At his best, Jackie Chan is an unparalleled mixture of action and comedy. There’s nothing quite as thrilling as peering up Chan as he blends the speed and fury of Bruce Lee with the physical comedy of Charlie Chaplin while performing stunts so outlandish that would give Buster Keaton second thoughts. The latest Jackie Chan effort, Railroad Tigers, should be the action legend’s version of The General with its comedy and action hijinks set on a train during wartime. However, while the intentions are obviously there, Railroad Tigers doesn’t really share much in common with The General as the action is choppy in its editing accompanied by dodgy CGI and jokes that are so broad that they simply fall flat.
During the Second Sino-Japanese War in 1941, Ma Yuan (Chan) leads a ragtag group of misfits that raids the railroads along the countryside and pilfer the supplies of the Japanese forces. This band of rogues aren’t soldiers but are compelled by a national duty to combat the Japanese led by Ken Yamaguchi (Hiroyuki Ikeuchi). Despite a few run-ins, Yamaguchi has been able to arrest Ma Yuan, always arriving a minute too late. One evening, Ma Yuan and his cohorts are shocked when a wounded soldier Daguo (Darren Wang) stumbles into their presence with the Japanese on his trail. They hide the bleeding man from his pursuers and soon learn of his unaccomplished mission. With his wounds hampering his ability to stealthy carry out the demolition of a bridge occupied by the Japanese, Ma Yuan and his associates take on the dangerous mission.
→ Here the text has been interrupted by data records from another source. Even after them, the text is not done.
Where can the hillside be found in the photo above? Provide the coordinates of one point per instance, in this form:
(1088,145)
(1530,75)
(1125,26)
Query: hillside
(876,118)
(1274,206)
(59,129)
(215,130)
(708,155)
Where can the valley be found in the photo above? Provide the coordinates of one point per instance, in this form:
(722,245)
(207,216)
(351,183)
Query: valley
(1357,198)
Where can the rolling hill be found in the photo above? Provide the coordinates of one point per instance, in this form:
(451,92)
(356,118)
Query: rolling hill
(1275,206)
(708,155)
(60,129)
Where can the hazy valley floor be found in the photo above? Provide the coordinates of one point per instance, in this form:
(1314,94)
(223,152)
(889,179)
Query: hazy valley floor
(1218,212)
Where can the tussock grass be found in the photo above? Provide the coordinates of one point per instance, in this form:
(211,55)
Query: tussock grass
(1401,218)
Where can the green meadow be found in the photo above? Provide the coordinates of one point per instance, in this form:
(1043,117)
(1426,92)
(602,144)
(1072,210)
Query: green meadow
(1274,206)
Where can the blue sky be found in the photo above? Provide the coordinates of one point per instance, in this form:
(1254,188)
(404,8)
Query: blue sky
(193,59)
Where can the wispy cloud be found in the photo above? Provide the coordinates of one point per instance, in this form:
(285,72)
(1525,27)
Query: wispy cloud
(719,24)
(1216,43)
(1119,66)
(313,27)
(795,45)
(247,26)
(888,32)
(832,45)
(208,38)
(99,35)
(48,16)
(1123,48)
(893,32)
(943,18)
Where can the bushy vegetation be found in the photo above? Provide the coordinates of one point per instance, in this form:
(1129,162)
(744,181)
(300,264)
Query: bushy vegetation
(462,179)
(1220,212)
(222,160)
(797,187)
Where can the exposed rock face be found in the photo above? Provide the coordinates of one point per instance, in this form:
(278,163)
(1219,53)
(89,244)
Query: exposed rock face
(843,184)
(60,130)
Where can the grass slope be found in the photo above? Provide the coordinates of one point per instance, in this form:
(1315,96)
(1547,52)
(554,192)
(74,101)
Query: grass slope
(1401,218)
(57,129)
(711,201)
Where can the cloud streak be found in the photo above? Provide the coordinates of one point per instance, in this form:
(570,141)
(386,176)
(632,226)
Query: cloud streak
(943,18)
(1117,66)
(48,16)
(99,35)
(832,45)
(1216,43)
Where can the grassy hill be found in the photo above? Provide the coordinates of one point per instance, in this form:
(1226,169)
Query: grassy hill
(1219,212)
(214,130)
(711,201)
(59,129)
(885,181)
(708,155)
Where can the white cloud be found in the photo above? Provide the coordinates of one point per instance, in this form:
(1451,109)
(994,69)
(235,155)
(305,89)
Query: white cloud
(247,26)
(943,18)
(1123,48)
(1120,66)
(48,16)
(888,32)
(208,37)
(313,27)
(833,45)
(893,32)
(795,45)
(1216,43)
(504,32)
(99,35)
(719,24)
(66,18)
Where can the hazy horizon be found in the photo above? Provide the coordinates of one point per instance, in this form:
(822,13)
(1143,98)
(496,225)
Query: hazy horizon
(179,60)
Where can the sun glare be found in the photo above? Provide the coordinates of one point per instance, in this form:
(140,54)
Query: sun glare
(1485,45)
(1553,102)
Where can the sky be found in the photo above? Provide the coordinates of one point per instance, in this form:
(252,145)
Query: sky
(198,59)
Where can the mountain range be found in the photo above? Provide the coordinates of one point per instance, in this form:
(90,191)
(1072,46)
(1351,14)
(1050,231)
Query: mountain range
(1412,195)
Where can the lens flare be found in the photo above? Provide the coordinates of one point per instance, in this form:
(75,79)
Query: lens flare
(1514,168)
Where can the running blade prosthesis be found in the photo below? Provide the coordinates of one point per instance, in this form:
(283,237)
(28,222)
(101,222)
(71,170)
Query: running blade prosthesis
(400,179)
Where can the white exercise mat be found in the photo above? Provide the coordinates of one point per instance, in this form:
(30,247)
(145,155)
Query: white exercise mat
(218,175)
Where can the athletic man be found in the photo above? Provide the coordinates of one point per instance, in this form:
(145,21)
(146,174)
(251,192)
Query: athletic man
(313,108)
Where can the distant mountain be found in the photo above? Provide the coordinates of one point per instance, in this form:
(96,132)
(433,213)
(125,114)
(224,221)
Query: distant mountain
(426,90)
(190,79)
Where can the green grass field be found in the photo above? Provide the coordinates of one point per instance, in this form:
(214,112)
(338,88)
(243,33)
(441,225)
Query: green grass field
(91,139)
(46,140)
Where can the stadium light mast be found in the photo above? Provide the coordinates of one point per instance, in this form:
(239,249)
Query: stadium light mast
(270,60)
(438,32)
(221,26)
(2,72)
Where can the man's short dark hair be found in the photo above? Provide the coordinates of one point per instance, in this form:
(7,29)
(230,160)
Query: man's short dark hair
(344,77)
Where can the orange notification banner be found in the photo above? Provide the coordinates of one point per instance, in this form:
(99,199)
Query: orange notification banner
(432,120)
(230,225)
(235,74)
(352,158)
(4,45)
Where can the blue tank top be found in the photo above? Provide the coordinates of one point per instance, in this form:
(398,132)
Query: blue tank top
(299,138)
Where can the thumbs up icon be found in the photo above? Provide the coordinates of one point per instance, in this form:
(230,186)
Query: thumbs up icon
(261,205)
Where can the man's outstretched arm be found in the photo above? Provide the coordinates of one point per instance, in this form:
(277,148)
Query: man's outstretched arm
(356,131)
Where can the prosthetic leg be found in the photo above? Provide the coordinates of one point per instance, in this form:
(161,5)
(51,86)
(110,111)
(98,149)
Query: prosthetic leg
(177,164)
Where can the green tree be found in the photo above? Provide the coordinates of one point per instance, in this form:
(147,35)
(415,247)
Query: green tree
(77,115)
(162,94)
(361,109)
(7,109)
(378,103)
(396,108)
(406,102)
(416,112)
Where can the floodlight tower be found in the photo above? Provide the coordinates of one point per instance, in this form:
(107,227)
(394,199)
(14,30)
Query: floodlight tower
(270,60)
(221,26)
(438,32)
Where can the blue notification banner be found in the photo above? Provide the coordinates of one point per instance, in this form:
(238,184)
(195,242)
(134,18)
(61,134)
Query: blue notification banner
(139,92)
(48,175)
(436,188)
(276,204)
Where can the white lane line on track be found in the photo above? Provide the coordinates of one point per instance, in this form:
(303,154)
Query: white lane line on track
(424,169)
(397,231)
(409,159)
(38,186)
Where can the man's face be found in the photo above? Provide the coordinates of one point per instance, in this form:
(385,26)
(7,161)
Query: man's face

Director Ding Sheng reunites with Chan following the underwhelming to Police Story: Lockdown to equally underwhelming results. While Lockdown completely avoided even the slightest sense of humor and stuck with incomprehensible action, Railroad Tigers is much more a comedy than action epic and yet Sheng hasn’t shown much of a knack for directing either. The humor is extremely broad, sometimes misguidedly so, such as with a trite gag about seppuku. It’s a gag that could work if perhaps it was willing to go all the way with the violent nature of the joke, but it’s entirely toothless. The action within Railroad Tigers that Sheng has progressed some with visual clarity in capturing the shots, though the editing suggests that he hasn’t figured out how to match two of ‘em.
Even with the dodgy CGI, Railroad Tigers might’ve been able to be considered passable entertainment had it not contained one of the most overly convoluted, overstuffed scripts imaginable. There are so many characters – and every character no matter how minor gets a flashy comic book-styled title card that further pads the film’s bloated running time – and the set up for what should be a rather straight-forward plot is incredibly hard to follow. Sheng and co-writer He Keke can’t find a flow to the story and characters beats so the whole thing fails its story and characters in equal measure. It’s all so incredibly frustrating to behold because there are numerous ways that all these moving pieces could’ve been wrangled up into an entertaining whole.
As much as I love Jackie Chan and admire what he’s going for here, it still doesn’t allow me to forgive the slapdash construction of Railroad Tigers. This is a film that shovels a lot of coal and blows a lot more smoke but that doesn’t mean it’s comfy or worthwhile trip. The engine that drives this machine isn’t running smoothly, billowing with noxious smoke because it’s running on a hollow fuel that burns too quickly. Though it’s obvious what’s wrong with the engine of Railroad Tigers, I can’t tell if anyone’s driving the locomotive.